Madina Sissoko, a music content and trends manager at the company, focuses on curating content for TikTok’s sounds page in North America as well as working with partners at SiriusXM to curate its TikTok-focused channel. Sissoko also led editorial initiatives at TikTok for campaigns around Black Music Month, Arab Heritage Month, Black History Month, #Afrobeats, and #RnBVibes.
Henrique Fares Leite, TikTok’s music-focused head of markets and partners development in Latin America, helped the company build its presence in the region, including hosting the company’s biggest livestreamed performance of a single artist, J Balvin, which drove 6.1 million unique views.

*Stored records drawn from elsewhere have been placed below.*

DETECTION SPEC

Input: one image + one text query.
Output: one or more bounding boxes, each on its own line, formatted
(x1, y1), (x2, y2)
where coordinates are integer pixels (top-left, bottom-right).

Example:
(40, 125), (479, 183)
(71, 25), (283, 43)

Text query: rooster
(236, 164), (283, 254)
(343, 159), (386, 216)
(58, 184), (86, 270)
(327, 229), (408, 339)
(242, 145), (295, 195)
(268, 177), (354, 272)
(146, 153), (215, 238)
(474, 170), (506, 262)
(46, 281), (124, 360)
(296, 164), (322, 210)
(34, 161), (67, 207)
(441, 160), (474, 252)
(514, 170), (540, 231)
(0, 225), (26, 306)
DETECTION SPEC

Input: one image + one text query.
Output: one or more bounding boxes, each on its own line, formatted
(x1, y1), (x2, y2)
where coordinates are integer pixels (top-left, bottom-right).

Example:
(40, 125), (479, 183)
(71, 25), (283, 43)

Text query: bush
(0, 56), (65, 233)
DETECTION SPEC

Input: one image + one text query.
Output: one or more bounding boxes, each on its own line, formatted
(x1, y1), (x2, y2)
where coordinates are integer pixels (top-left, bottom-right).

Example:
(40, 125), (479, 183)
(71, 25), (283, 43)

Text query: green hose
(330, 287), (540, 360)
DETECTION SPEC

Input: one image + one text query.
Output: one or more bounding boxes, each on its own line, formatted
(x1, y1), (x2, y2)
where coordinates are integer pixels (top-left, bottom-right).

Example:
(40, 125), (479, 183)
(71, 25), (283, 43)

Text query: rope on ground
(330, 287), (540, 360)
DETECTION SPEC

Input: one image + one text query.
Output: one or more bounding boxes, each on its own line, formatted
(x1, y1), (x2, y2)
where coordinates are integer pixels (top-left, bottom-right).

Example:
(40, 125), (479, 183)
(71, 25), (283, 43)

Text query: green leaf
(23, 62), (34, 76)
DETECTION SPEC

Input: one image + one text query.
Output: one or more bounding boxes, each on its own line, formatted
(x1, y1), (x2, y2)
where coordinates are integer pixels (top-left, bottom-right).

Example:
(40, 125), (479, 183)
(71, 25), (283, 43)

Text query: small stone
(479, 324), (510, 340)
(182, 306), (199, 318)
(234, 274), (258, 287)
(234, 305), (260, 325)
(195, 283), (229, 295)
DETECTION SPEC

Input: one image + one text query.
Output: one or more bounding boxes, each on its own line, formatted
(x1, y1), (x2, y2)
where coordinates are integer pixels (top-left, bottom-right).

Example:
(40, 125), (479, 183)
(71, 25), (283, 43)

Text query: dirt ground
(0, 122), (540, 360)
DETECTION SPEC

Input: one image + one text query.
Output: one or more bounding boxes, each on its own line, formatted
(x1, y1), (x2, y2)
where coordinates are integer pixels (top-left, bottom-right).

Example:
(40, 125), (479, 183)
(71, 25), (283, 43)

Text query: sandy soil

Fares Leite also directed the company’s music-festival strategy in the region, with presences at events like EDC Mexico, Corona Capital MX, Vive Latino MX, and Lollapalooza AR and CL.
YouTube has long been one of the most important social-entertainment platforms for monetization in the music industry.
“YouTube’s aspiration is to be the biggest generator of revenues for the music industry,” Boyd Muir, CFO and president of operations at Universal Music Group, said in November at the Morgan Stanley TMT Conference.
In addition to serving as a music-video hub, YouTube has a standalone streaming service, YouTube Music, and a copyright-detection toolkit that has supported monetization for music-rights holders for years.
In 2022, the company’s highest priority project tied to music has been YouTube Shorts, its answer to TikTok. Thus far, Shorts has primarily served as a promotional tool for artists and record labels. Starting early next year, the company announced plans to begin sharing a portion of Shorts ad revenue with music-rights holders.
YouTube’s music strategy, including its approach to music on Shorts, is overseen by Lyor Cohen, YouTube and Google’s global head of music. Cohen, a former Warner Music Group exec who founded the label 300 Entertainment, told GQ that short-form video is his biggest focus when it comes to competition.
“I want our short-form video not to be a sugar high, but actually lead them to something more profound: a fandom that’s engaged,” he told the magazine in November.
Vivien Lewit, the company’s global head of artists, heads up its music-content-programming strategy, including coordinating artist performances and events.
Tuma Basa, YouTube’s director of Black music and culture, leads its efforts as it pertains to Black music, which he said included genres like hip-hop, R&B, Afrobeats, amapiano, and dancehall. Basa works across divisions like marketing, ad sales, artist-and-label relations, trust and safety, and communications. Like Cohen, Basa also touted short-form video as the next big opportunity for the music industry in a November interview on YouTube’s blog.